A ação que ora se coloca tem impactos fundamentais para a contenção da pandemia. De fato, além dos cuidados com a higiene, o uso de máscaras e o distanciamento físico, a vacinação em massa apresenta-se como a alternativa mais consistente e eficaz para combater não só a propagação do novo coronavírus, mas também de evitar seus efeitos mais drásticos em termos de saúde pública.
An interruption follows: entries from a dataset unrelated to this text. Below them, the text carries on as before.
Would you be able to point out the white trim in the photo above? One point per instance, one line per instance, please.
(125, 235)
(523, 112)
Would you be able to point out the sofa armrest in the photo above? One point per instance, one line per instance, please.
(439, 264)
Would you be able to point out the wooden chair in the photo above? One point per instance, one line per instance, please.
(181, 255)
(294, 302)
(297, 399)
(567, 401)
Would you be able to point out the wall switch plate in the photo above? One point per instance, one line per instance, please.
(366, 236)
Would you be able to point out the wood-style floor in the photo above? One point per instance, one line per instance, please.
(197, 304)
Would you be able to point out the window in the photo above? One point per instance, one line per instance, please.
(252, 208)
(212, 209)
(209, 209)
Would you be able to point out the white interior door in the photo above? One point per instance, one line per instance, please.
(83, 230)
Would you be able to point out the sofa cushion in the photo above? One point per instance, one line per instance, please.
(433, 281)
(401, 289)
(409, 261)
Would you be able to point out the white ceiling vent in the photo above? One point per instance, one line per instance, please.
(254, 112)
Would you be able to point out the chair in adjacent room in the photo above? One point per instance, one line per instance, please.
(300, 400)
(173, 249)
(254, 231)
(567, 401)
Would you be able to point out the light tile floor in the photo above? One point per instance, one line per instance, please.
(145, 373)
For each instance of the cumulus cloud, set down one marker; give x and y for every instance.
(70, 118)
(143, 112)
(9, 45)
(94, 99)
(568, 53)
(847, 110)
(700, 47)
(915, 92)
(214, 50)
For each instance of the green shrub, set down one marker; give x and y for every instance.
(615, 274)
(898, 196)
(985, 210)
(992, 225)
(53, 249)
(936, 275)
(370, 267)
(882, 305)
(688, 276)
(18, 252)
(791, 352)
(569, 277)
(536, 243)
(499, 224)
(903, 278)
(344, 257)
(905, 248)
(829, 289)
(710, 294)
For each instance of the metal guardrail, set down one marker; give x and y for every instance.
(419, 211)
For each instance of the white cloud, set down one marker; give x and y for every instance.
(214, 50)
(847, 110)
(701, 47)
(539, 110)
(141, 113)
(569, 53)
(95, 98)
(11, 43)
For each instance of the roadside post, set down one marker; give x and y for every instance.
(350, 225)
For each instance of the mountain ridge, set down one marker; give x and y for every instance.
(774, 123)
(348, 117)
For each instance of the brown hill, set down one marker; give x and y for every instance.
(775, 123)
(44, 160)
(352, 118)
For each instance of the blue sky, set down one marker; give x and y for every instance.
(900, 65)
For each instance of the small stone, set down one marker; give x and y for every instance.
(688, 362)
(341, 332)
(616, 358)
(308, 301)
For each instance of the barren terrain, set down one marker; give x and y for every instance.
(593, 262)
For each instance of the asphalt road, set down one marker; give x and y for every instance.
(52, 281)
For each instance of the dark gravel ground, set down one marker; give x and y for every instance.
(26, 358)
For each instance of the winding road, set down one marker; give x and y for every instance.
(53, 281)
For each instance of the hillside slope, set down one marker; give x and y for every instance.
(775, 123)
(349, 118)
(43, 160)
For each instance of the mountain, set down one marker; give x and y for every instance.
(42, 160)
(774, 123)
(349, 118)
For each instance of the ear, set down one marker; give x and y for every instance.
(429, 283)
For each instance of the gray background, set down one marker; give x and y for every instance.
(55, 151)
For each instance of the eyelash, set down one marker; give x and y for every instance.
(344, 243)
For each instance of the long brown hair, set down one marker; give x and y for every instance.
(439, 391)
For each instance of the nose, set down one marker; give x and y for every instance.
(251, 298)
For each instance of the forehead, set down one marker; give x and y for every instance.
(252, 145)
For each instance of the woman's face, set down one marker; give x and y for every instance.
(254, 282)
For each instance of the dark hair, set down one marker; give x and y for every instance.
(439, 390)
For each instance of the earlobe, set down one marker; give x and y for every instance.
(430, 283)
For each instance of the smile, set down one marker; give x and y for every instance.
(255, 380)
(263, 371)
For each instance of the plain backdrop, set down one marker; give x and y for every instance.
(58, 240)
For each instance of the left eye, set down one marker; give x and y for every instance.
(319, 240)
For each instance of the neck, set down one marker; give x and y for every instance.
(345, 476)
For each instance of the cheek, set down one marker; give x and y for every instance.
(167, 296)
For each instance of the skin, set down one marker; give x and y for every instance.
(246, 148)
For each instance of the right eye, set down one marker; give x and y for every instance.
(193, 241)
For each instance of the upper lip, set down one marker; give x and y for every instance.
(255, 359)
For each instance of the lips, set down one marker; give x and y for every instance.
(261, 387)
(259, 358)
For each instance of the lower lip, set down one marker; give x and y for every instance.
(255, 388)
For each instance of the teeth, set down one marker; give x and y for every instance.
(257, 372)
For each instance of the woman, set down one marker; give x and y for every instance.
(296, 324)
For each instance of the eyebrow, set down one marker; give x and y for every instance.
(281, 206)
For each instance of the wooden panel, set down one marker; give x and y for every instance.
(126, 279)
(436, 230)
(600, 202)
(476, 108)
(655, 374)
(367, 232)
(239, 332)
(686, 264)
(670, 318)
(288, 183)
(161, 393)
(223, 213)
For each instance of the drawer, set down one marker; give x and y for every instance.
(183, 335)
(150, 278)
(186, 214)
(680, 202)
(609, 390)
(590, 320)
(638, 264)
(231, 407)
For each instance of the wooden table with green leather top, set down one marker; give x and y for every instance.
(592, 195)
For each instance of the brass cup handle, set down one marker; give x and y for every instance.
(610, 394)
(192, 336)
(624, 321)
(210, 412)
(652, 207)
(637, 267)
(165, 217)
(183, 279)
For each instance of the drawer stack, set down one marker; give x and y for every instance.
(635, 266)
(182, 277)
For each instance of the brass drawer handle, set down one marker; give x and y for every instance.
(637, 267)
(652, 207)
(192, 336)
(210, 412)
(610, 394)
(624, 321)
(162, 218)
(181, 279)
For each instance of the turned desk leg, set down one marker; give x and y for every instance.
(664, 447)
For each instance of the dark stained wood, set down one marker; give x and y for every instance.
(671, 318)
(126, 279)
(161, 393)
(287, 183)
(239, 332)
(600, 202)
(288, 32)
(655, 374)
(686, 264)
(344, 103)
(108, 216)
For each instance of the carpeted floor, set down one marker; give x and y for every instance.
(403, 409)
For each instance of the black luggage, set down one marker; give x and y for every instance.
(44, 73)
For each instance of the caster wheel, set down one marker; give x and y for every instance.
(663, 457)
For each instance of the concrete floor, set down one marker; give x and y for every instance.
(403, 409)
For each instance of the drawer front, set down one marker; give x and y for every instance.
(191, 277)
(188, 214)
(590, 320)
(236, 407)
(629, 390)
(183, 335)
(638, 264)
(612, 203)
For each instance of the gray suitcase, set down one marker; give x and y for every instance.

Alternativa devidamente amparada nas evidências empíricas, obtidas por testes conduzidos segundo o devido rigor científico. A crença em sua eficácia está, portanto, racionalmente fundamentada. Novamente, como nos lembra Popper: “uma crença pragmática nos resultados da ciência não é irracional, porque nada é mais ‘racional’ do que o método de discussão crítica, que é o método da ciência.”. Essa mesma racionalidade reforça o compromisso ético com a vacinação, pois nos permite defendê-la em virtude da segurança decorrente dos protocolos de teste científico, tendo em vista a previsão de seus efeitos colaterais.
O bom entendimento do que a ciência pode realizar nos conduz a um duplo efeito. De um lado, a firme rejeição de afirmações lunáticas, desprovidas de qualquer evidência consistente ou rigor metodológico. De outro, a compreensão lúcida daquilo que, por intermédio da discussão crítica, pode ser tomado como algo digno de confiança para nossas ações. É nesse sentido que o combate ao negacionismo ganha contornos muito próprios quando consideramos a tarefa que sempre nos coube, não só como filósofos e filósofas, mas também e principalmente como professoras e professores de Filosofia: formar nossos alunos e alunas por meio do rigor argumentativo e conceitual, tendo em vista a autonomia de pensamento e o compromisso ético e social. Desse modo, ao lado de estudos filosóficos sobre gênero, racismo e pensamento descolonial, emerge do atual contexto social em que vivemos a relevância de estudos voltados para a Filosofia, a História e a Sociologia da Ciência e da Tecnologia, os quais devem nutrir e fomentar nossa prática docente. Relevância que solicita um trabalho interdisciplinar, por meio das interfaces entre ensino de ciências e ensino de Filosofia. Se não nos cabe como filósofos e filósofas a árdua tarefa de desenvolver vacinas eficazes contra a Covid-19 e outras doenças, certamente nos cabe o papel de democratizar a compreensão mais ampla possível daquilo que nosso conhecimento é capaz de construir. Nossas aulas podem ser um poderoso antídoto contra o negacionismo e suas variantes mais perversas.